Since there has not yet been a presentation for the treatment of world religions in the upper school of Waldorf schools, Angelika Schmitt and I have attempted to fill this gap and have presented a publication in seven volumes entitled: «The World Religions - Diversity and Harmony». In it, the following topics are treated: Religiosity of Indigenous Peoples, Chinese Religiosity, Hinduism, Buddhism, Judaism, Christianity and Islam.
Religions spring from spiritual experiences
Each volume is structured in a similar way: After an initial approach, usually through a topical introduction, the origins of the respective religion are dealt with, its basic myths or the personality of the founder are presented. Then usually follows, based on the sacred scriptures handed down, a presentation of the ideological foundations. These include the concept of the divine-spiritual, the image of creation and the human being, and ethics. Further chapters deal with the diverse forms of life: the symbols, rites, festivals and cults and the historical developments.

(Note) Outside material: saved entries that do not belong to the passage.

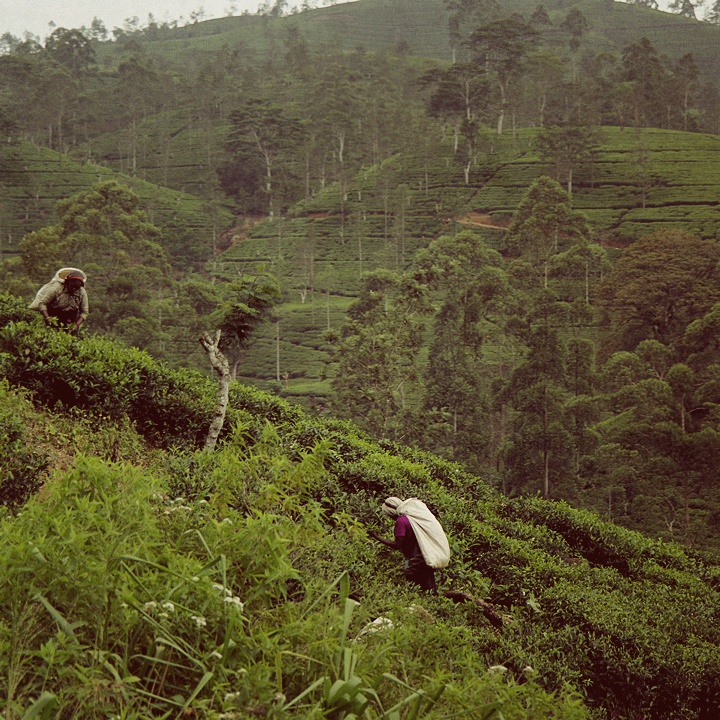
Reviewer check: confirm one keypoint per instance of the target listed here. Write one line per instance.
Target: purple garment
(416, 569)
(405, 535)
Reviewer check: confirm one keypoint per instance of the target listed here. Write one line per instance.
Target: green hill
(147, 578)
(421, 25)
(674, 174)
(35, 178)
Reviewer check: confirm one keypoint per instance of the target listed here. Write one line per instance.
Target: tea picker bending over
(63, 298)
(420, 538)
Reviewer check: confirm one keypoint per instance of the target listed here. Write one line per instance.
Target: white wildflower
(235, 601)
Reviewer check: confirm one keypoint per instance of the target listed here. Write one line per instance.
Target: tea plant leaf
(42, 708)
(198, 689)
(65, 626)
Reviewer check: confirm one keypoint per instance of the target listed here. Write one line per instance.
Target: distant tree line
(549, 369)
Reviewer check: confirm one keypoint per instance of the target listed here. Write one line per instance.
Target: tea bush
(21, 465)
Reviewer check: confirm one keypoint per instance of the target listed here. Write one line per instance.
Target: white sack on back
(428, 531)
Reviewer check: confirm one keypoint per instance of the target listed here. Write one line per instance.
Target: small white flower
(497, 669)
(235, 601)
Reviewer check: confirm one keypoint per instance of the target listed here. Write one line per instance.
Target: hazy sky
(17, 16)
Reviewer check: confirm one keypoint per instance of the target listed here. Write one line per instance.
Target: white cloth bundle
(428, 531)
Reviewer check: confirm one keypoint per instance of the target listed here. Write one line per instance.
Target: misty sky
(34, 15)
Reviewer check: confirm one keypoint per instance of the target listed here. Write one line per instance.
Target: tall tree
(686, 8)
(544, 226)
(377, 353)
(469, 283)
(502, 47)
(644, 69)
(658, 287)
(72, 50)
(266, 136)
(568, 148)
(247, 304)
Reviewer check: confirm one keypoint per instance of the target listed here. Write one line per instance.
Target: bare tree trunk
(221, 366)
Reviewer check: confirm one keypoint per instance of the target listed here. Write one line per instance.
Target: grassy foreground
(143, 578)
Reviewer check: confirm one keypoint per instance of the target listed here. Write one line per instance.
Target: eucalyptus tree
(568, 147)
(73, 50)
(686, 8)
(659, 286)
(543, 228)
(246, 304)
(377, 353)
(263, 137)
(501, 47)
(458, 98)
(470, 288)
(646, 73)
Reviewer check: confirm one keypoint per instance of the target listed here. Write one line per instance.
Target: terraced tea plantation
(637, 182)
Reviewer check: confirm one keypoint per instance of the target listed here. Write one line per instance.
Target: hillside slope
(35, 178)
(612, 623)
(635, 183)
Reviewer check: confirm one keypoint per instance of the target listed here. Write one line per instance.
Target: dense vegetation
(149, 578)
(495, 237)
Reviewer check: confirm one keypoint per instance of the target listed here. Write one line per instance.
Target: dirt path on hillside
(480, 220)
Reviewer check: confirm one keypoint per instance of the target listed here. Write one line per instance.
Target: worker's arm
(394, 544)
(44, 296)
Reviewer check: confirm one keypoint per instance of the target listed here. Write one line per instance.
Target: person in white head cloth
(420, 538)
(63, 298)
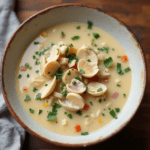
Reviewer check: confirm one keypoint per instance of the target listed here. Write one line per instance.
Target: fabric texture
(12, 134)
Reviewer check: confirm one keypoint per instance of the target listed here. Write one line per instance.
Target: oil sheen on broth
(73, 79)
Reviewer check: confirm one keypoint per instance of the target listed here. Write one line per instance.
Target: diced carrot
(77, 128)
(100, 120)
(45, 104)
(94, 79)
(86, 107)
(75, 66)
(124, 58)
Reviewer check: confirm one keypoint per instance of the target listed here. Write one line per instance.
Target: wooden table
(136, 15)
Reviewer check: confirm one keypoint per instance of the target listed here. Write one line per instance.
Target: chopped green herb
(72, 57)
(103, 114)
(127, 70)
(34, 56)
(28, 75)
(58, 52)
(113, 114)
(38, 96)
(74, 82)
(28, 66)
(90, 24)
(96, 35)
(27, 98)
(62, 86)
(78, 27)
(40, 111)
(81, 71)
(37, 62)
(52, 114)
(108, 62)
(84, 133)
(99, 90)
(19, 76)
(124, 95)
(35, 43)
(35, 89)
(106, 49)
(75, 37)
(62, 33)
(79, 112)
(69, 73)
(78, 78)
(68, 47)
(31, 110)
(89, 60)
(91, 103)
(92, 42)
(100, 100)
(70, 116)
(86, 116)
(64, 93)
(118, 85)
(51, 44)
(119, 70)
(37, 71)
(58, 74)
(117, 109)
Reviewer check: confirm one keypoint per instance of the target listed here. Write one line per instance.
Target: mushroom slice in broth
(47, 90)
(96, 88)
(73, 102)
(76, 86)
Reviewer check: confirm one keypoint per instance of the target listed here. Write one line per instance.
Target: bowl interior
(25, 34)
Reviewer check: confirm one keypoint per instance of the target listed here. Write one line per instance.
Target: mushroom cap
(54, 54)
(70, 74)
(47, 90)
(78, 87)
(87, 54)
(73, 102)
(50, 68)
(90, 69)
(96, 88)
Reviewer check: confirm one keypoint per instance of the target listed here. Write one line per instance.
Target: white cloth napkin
(12, 134)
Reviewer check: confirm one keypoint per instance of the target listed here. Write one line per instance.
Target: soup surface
(73, 79)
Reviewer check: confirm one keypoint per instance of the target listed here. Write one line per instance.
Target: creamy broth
(114, 83)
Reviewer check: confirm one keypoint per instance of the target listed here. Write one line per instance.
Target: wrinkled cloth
(12, 134)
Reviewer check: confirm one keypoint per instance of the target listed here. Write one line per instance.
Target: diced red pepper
(86, 107)
(77, 128)
(75, 66)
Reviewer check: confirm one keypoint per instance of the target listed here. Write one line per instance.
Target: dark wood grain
(136, 15)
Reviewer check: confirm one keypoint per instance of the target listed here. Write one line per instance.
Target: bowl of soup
(73, 75)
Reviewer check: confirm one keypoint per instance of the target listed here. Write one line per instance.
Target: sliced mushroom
(87, 55)
(73, 102)
(76, 86)
(103, 71)
(58, 95)
(96, 89)
(72, 63)
(49, 88)
(42, 64)
(37, 80)
(70, 74)
(54, 54)
(50, 68)
(90, 70)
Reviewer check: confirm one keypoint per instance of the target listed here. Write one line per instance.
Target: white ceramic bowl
(72, 13)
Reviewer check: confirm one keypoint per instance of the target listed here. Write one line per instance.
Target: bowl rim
(3, 85)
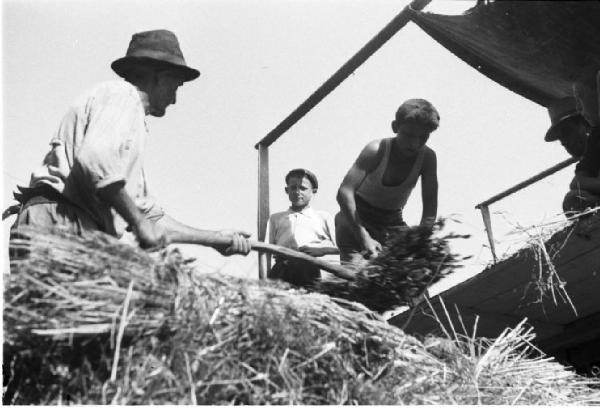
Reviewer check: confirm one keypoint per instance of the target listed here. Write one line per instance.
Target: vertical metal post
(487, 222)
(263, 205)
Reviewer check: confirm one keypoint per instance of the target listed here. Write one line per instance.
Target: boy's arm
(365, 163)
(429, 189)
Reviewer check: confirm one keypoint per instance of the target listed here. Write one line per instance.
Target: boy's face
(411, 138)
(299, 191)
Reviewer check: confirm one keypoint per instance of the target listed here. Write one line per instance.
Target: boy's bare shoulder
(429, 153)
(278, 215)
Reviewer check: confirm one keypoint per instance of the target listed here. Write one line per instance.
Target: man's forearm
(179, 232)
(118, 198)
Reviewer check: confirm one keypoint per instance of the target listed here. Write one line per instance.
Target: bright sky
(259, 59)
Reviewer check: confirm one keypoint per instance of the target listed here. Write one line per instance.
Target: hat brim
(123, 65)
(552, 134)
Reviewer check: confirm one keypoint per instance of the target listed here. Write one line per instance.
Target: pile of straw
(412, 259)
(89, 321)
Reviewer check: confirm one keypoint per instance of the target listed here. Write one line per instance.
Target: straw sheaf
(88, 320)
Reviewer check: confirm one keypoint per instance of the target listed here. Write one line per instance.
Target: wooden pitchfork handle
(220, 242)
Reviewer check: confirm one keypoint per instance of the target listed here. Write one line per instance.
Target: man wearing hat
(567, 126)
(585, 187)
(93, 178)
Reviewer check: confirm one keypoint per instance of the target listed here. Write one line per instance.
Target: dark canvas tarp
(533, 48)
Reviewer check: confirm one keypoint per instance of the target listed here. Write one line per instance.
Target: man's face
(574, 137)
(411, 138)
(299, 191)
(164, 91)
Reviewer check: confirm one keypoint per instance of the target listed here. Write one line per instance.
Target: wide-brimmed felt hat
(157, 48)
(560, 110)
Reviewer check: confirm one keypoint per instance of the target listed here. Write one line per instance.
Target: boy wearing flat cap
(379, 183)
(93, 178)
(585, 187)
(301, 228)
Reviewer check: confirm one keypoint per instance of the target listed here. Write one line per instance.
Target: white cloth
(101, 140)
(294, 229)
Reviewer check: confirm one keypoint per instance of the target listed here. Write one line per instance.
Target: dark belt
(378, 217)
(44, 194)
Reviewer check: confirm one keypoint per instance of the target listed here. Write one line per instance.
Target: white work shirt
(100, 141)
(294, 229)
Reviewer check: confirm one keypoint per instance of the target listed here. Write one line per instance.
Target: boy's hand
(239, 242)
(313, 251)
(371, 246)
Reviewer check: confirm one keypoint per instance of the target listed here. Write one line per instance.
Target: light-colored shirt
(294, 229)
(100, 141)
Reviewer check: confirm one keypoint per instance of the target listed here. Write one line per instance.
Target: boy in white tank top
(379, 183)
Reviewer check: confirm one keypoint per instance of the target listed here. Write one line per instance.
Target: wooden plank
(580, 331)
(263, 205)
(344, 71)
(503, 280)
(489, 324)
(521, 299)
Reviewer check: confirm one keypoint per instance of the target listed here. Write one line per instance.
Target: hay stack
(412, 259)
(110, 324)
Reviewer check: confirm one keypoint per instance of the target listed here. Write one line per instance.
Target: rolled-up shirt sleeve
(148, 204)
(112, 129)
(589, 165)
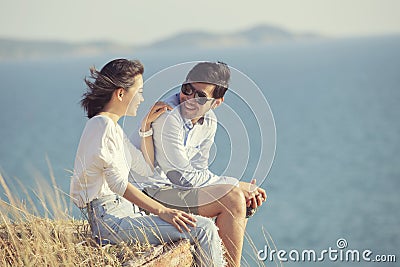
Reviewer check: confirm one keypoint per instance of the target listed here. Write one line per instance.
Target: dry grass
(29, 238)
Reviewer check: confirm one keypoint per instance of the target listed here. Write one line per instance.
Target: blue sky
(141, 22)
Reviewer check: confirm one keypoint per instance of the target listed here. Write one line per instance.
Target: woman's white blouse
(103, 161)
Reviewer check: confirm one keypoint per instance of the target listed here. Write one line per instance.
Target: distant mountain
(20, 49)
(257, 35)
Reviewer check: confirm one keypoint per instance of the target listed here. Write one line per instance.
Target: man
(182, 142)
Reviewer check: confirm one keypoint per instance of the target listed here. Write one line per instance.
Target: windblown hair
(212, 73)
(118, 73)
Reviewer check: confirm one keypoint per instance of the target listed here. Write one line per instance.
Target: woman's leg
(114, 220)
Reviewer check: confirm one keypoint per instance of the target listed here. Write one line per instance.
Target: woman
(104, 159)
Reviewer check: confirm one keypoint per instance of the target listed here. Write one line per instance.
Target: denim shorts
(113, 219)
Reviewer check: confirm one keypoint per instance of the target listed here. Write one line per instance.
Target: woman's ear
(119, 93)
(217, 102)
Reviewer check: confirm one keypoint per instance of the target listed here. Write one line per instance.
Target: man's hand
(254, 195)
(178, 219)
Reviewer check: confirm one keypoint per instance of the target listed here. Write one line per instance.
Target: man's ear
(217, 102)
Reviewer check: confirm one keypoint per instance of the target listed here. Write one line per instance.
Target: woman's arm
(177, 218)
(146, 144)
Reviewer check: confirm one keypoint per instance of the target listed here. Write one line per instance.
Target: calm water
(336, 108)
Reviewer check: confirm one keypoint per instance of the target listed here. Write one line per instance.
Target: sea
(318, 126)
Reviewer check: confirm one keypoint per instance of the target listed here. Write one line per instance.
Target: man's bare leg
(228, 204)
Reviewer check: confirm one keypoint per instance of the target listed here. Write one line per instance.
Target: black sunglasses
(201, 97)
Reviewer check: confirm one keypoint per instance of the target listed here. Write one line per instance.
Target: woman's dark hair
(118, 73)
(212, 73)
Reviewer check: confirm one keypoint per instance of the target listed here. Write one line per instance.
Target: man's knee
(235, 200)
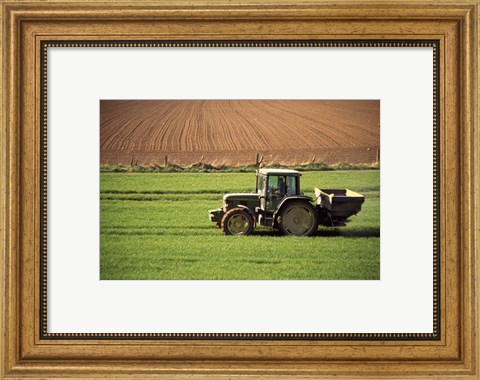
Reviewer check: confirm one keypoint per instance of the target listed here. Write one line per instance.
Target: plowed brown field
(231, 132)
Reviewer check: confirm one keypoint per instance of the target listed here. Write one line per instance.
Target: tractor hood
(240, 196)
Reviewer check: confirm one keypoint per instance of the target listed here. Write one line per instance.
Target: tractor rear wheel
(237, 221)
(298, 218)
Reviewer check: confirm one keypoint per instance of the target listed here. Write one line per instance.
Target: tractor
(278, 203)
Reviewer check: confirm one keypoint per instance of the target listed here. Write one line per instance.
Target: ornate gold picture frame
(29, 28)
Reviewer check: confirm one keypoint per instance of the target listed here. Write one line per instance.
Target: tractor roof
(278, 172)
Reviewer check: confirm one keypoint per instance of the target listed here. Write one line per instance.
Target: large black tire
(297, 218)
(237, 221)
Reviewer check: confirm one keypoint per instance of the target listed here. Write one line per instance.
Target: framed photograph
(268, 189)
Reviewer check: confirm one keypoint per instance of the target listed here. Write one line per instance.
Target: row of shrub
(207, 168)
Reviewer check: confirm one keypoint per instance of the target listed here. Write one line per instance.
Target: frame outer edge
(10, 190)
(9, 206)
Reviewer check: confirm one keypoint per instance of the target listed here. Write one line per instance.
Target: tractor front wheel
(237, 221)
(298, 219)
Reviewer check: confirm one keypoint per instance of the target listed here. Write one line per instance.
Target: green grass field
(155, 226)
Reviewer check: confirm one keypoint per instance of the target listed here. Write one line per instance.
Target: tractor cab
(273, 187)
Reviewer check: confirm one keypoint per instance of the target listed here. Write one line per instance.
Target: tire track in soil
(231, 132)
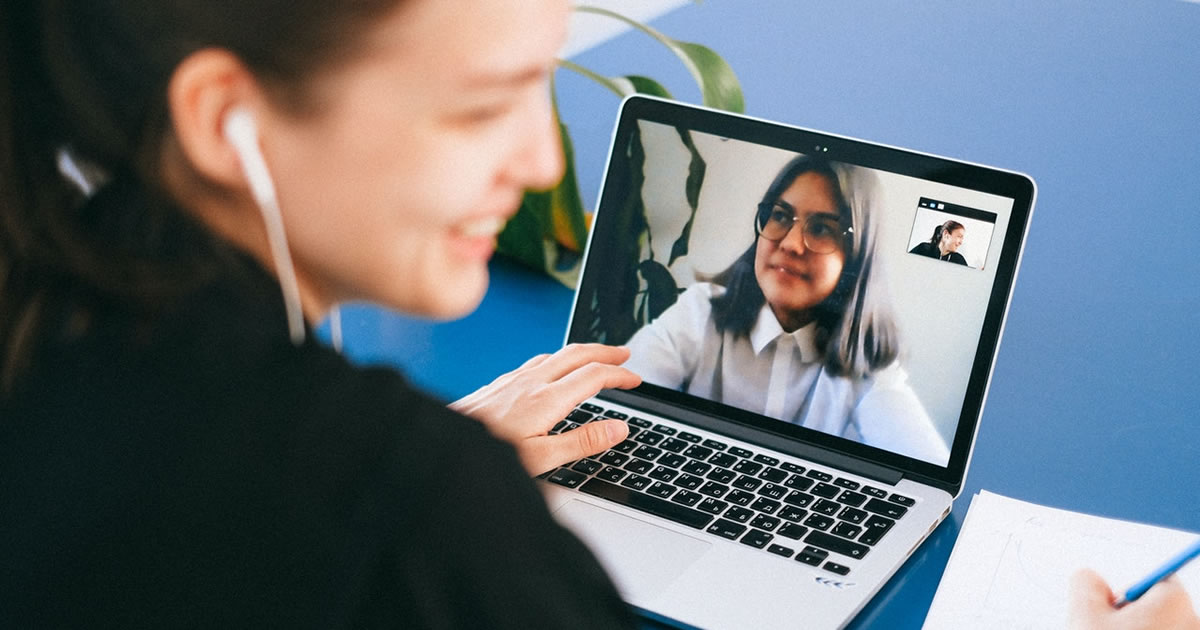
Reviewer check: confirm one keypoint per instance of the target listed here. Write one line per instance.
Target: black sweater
(204, 472)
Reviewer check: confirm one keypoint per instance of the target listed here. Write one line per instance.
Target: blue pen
(1159, 574)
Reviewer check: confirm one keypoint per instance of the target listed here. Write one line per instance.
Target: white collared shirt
(683, 349)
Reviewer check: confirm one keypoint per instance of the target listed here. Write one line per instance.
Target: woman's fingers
(576, 355)
(545, 453)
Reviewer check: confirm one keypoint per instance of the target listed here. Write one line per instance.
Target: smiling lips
(481, 227)
(790, 271)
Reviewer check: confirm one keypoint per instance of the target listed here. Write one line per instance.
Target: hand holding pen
(1156, 603)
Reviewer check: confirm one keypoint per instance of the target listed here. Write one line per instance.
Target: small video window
(952, 233)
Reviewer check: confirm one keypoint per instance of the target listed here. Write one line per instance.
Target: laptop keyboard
(783, 508)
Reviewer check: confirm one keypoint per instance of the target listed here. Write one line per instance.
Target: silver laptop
(816, 319)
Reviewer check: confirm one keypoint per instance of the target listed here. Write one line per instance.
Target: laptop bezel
(769, 432)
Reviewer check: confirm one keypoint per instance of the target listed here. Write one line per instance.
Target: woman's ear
(205, 88)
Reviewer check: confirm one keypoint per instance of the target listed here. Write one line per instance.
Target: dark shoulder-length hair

It can be noted that Confucianism, Buddhism or Islam, Judaism or Christianity do not actually exist. Rather, diverse forms of religious life have developed within a stream over thousands of years. Although they refer to one origin, they have undergone numerous metamorphoses in the course of their spread. In addition, one finds that the concept of «religion» coined in the West, which refers to a binding back («religare») to a divine-spiritual origin, is not at all applicable to many religious currents dating back to ancient times. The separation of the sacred and the profane world never took place here in the way it did in the Abrahamic religions: the order of earthly life is always permeated by the laws of a spiritual cosmos.
A guiding theme of the presentation is the conviction that religions are based on spiritual experiences. Insofar as the spiritual life is not part of the official doctrine – as in the Eastern religions, for example – this aspect is addressed in a separate chapter on mysticism. Biographical sketches about one or more supporting personalities from recent times round off the explanations. At the end, there is a reflection on the potential contribution of the respective religion to interreligious dialogue. In addition, the last volume on Islam contains a concluding reflection on the harmony of the religions.